1. "What's the difference between capitalist competition and other kinds of competition." The difference is that, in other kinds of competition, I don't have to play. If I don't want to lose the football match, I just stay home. Can't do that with capitalism. This is really crucial, emboldening there so skimmers will see. If I said, "Slaves are always free to leave the plantation" or "Prisoners are always free to try to escape," you would think I was crazy. But if you say, "You are always free not to participate in the economy," the argument is the same. If I don't participate in the economy, my basic survival is threatened. I can't buy food because I have no money, and if I try to grow or hunt my own food, someone will step in and say I can't do that because I don't have the right to because I don't own the land.

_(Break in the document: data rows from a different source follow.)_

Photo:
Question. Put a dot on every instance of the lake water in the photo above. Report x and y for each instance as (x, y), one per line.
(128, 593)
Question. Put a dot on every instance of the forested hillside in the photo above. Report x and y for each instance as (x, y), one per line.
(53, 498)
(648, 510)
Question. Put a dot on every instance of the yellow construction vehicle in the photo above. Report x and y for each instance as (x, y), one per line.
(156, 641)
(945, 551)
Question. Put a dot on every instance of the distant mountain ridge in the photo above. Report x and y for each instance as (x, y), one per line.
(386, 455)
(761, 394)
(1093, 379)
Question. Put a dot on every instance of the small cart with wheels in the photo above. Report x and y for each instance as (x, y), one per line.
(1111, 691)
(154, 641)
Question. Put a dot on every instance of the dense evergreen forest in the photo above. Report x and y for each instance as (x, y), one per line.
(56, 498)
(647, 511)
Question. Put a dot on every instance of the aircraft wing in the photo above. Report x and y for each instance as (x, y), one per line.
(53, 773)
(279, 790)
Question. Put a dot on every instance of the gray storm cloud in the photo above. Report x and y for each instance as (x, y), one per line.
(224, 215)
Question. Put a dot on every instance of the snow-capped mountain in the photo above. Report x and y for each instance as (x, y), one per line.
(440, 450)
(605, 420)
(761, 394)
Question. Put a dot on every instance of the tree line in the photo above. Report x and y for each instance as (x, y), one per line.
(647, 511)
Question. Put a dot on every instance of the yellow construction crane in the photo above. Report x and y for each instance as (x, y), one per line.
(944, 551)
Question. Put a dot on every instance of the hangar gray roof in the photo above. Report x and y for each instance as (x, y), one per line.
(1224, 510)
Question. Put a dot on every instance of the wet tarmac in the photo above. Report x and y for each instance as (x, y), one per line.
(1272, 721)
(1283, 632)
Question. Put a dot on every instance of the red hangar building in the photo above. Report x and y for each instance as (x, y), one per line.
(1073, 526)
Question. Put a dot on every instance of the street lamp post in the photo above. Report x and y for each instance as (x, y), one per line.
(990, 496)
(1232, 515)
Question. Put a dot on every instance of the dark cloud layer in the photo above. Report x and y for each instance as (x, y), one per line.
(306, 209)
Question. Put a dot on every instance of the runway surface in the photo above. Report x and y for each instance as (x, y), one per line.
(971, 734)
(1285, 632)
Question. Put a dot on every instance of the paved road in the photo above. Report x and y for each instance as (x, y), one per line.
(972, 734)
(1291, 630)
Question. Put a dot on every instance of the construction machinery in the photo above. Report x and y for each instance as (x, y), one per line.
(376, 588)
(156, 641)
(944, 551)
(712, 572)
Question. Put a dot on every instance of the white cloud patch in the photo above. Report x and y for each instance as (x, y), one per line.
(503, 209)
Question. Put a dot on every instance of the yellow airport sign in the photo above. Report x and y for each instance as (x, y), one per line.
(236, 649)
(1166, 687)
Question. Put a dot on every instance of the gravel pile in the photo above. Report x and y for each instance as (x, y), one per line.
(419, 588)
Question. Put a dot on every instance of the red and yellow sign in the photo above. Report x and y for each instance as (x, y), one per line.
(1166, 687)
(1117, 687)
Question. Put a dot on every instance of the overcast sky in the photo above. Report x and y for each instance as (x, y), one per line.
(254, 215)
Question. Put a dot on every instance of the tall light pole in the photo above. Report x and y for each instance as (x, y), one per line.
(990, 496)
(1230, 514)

2. "Why is it a problem that people can't afford things that they're 'taught by society to want.'" I think I already addressed this, but briefly: if your parents teach you that you should be successful and make lots of money, but they never teach you how, you'll go crazy. Similarly, in a system where some people necessarily have fewer beans than others and all people are necessarily striving to maximize the number of beans, there will always be some people who simply cannot get what they are taught to want, so there will always be people who go crazy (looting, rioting, terrorism, etc.... not that all looting and terrorism are a product of capitalism, but they are to some extent necessitated by capitalism).
3. "You mean that they throw tantrums because other people won't give them stuff?" Yeah similar to that, like how toddlers throw tantrums when their parents treat them abusively. And yes, I expect society to help create an environment where toddlers will not be subject to such abuses. (And before you say "toddlers can't work for what they want," remember that capitalism in this analogy is the abusive parent because it creates inequality by definition, at least so I've been claiming in this thread.)
4. "Can you provide a source for this claim?" There was a call-in show recently where he was talking about "male energy" in the world, framing the issue as one of live-or-die, hunt-or-be-hunted, etc. I don't have time to find it now, or time to find other examples, but that's the most recent one I can remember. I can come back and find links later.
@Love Prevails - You said, "you could just as well say choosing which friend's house to visit on a friday night is win-lose principle." That would be true if all the other friends whose houses weren't chosen didn't have the option of leaving their houses to get the benefit of the chosen house. If I buy an Apple instead of a Dell, the people from Dell can't show up with their party hats at Apple HQ and get part of the benefit (the profit). In your house example, the non-chosen friends can always just lock up for the night and come party (i.e. get the benefit) at the house I chose.
If anyone isn't bored to tears by this already, this discussion has been extremely useful and interesting for me, I'd love to keep it up. I'm sorry for the absurd length of my posts-- it would take me 3 times as long to cut them down. Thanks for reading!